How Independent India’s First Woman Pilot Rescued Indians During Partition

The de Havilland Dove, a British short-haul airliner, is considered one of Britain’s most successful postwar civil designs. In and around 1946, it was noted for its modernity and load-carrying capacity, safe engine-failure performance, and easily interchangeable and removable parts. At the time, it was nothing short of an aviation marvel.

In 1950, the Government of Madras approached a couple to purchase one model for the state. For this, the duo travelled to England by ship and purchased a brand new de Havilland Dove. The following year, they co-piloted the aircraft from London to Bombay via Paris, Karachi and Baghdad.

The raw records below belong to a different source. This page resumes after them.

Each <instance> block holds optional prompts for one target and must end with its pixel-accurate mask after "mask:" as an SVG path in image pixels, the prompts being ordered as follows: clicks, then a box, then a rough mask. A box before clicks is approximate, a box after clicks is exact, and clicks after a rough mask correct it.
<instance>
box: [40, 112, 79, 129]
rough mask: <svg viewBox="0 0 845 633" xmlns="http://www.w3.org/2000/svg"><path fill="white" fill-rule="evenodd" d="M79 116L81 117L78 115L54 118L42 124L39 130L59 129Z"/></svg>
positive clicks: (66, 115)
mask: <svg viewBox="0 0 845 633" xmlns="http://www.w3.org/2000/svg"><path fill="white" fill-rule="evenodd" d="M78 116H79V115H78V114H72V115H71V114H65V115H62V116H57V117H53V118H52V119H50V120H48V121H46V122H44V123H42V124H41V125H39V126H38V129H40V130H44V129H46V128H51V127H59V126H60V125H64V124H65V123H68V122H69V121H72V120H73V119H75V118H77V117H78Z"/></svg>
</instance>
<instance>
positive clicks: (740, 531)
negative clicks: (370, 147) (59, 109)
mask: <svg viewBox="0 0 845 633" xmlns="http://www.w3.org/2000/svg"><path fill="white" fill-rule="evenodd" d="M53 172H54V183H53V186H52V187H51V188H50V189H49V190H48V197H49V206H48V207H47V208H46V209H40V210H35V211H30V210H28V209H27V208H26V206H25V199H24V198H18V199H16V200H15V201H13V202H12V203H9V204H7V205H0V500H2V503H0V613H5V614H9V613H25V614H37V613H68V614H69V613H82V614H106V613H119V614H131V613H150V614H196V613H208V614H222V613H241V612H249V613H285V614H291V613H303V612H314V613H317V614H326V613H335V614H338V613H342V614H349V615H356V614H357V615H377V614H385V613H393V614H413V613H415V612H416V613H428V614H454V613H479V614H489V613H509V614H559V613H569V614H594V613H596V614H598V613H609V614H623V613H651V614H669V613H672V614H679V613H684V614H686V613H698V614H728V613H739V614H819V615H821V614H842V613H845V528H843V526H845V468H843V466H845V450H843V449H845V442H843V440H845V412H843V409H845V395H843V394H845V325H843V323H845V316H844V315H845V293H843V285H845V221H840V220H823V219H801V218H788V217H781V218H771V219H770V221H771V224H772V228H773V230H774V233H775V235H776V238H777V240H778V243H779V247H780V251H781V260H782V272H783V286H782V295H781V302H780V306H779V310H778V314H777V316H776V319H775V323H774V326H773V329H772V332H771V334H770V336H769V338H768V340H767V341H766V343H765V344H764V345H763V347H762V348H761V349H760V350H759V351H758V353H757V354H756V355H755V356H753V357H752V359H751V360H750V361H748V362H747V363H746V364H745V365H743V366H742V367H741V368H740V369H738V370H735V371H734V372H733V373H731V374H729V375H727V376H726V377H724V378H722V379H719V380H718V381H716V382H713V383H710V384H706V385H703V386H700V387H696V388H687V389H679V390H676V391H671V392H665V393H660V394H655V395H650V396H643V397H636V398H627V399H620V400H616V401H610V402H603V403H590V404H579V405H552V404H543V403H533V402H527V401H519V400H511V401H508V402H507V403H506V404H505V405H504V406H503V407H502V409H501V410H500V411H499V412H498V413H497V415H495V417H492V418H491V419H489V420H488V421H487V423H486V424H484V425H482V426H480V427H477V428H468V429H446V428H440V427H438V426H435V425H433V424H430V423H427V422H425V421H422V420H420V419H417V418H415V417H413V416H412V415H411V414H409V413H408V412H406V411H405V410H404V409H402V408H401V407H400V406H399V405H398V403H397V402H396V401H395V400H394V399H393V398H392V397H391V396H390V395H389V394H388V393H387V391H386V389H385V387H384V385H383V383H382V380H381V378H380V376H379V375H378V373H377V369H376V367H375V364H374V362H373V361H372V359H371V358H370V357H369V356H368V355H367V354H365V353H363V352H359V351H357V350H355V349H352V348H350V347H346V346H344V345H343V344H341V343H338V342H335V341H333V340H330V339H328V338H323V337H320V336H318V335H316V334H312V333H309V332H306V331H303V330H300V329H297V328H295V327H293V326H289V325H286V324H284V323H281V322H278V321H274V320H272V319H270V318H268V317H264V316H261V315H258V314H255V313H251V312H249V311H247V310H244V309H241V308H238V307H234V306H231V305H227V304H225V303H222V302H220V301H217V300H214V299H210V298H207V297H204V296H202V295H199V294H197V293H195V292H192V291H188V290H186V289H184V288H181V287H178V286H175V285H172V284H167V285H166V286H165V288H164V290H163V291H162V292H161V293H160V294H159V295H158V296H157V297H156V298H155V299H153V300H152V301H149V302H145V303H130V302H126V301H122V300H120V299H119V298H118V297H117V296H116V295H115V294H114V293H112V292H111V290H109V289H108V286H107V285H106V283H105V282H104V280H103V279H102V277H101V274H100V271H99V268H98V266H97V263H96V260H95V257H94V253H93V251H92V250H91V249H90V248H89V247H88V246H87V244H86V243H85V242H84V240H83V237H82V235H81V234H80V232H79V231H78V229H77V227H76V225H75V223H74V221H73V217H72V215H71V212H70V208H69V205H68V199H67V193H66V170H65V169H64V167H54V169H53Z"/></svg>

The journey was completed within 27 hours, setting a world record for an England to India flight on a piston-engined Dove. The record remains unbroken till today.

When the illustrious couple, Usha Sundaram and her husband V Sundaram, were not setting world records, they were busy being trusted co-pilots of several Indian dignitaries. While V Sundaram had been a pilot since the age of 19, Usha expressed her desire to fly shortly after they were married. When the duo set the world record in ‘51, she was only 22 years old.

“My mother took to the skies at a young age, soon after she married my father in July 1941,” Suresh Sundaram, the couple’s eldest son, told the Times of India. “He was an accomplished pilot who was an instructor at the Madras Flying Club. Those days, co-pilot licensing wasn’t very stringent. So my mother took the co-pilot’s seat on my father’s flights when he often flew airmail across India and to Ceylon from Madras.”

Usha thus holds the title of being the first woman to fly Indian skies after the nation became independent. Today, Indian women pilots comprise 15 per cent of the nation’s aviation industry, while the global average stands only at 5 per cent. But back then, a woman’s entry into the cockpit was an anomaly.

In 1946, Usha and V Sundaram shifted to Bangalore, where the latter became the Director of Civil Aviation for the State of Mysore. A few years later, he was appointed the principal of the Government Flying Training School (GFTS) in Jakkur, which had been set up in 1948. In ’49, Usha became the first student, and thus, woman, to pass out from the academy.